# BACON wrapped FISH and SHRIMP



## miamirick (Jul 12, 2011)

a buddy caught some fish last friday so we decide to smoke some of it with a few other things

The fish fillets into a jerk marinade for the night








Threw on some shrimp with plantain slices and wrapped with bacon,  shrimmp were marinaded in terriaki for a couple hours







fish fillets wrapped in the bacon







a few of them wrapped and into the smoker early in the day for a snack







right out of the smoker







fresh out of the smoker about one hour







heres a final shot







they made a very tasty snack as we played monopoly

thanks for looking


----------



## meateater (Jul 12, 2011)

Man that looks great!


----------



## fpnmf (Jul 12, 2011)

MMMMMM.......... fish, shrimp and bacon....awesome!!

Craig


----------



## houston smoker (Jul 12, 2011)

make me a plate!!!!!  Shrimp look soooo good!!


----------



## pittman (Jul 18, 2011)

I likey!


----------



## teeznuts (Jul 18, 2011)

Amazing! I have to try this soon.


----------



## realtorterry (Jul 18, 2011)

Are you kidding! Simply awesome friend!! I love it!!! 
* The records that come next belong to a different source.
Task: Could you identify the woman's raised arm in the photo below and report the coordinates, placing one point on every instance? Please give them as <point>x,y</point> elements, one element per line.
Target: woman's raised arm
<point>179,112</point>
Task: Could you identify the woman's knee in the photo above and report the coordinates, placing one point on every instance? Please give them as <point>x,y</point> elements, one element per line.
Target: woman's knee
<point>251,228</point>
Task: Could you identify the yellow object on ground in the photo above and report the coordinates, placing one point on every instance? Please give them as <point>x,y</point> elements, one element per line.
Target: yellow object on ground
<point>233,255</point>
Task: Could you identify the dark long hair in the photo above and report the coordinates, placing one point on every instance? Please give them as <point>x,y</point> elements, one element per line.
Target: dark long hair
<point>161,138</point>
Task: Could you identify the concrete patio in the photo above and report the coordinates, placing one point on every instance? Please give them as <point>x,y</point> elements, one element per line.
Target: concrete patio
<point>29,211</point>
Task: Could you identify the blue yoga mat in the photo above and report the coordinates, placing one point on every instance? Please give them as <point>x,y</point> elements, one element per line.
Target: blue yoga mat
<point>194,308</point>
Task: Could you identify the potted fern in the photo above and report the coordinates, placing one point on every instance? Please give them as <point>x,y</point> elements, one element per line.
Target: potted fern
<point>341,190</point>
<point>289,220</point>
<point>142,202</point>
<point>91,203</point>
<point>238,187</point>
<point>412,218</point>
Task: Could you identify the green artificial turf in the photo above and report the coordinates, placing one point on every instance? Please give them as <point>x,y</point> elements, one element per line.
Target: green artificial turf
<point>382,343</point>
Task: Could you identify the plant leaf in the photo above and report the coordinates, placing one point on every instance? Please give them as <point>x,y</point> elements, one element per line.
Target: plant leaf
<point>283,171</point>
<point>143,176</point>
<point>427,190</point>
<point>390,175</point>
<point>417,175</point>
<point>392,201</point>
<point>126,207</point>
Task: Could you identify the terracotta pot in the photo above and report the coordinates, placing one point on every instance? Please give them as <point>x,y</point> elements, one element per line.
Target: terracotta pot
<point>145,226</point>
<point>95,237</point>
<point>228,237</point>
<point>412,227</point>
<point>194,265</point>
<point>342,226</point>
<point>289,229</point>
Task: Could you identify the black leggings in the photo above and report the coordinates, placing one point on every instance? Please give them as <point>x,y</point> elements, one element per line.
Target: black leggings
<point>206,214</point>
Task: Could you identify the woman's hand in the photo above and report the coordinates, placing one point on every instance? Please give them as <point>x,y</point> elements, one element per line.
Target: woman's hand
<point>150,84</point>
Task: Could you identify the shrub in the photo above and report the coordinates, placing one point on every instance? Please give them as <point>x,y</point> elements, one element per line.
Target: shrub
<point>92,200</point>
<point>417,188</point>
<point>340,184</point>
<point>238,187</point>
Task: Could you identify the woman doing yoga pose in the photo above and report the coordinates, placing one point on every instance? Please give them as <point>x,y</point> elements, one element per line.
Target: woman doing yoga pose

How was the plantains against the teriyaki?


----------



## SmokinAl (Jul 19, 2011)

That's some good stuff Rick!


----------



## Bearcarver (Jul 19, 2011)

Looks Great !!

Awesome BearView too!!!

One hour in smoker?---What temp?

Thanks Rick!

Bear


----------



## loosechangedru (Jul 24, 2011)

im gonna have to make these in bulk! looks awesome!


----------



## eman (Jul 25, 2011)

Looks great from where i sit.

 That spanish mackrel filets???


----------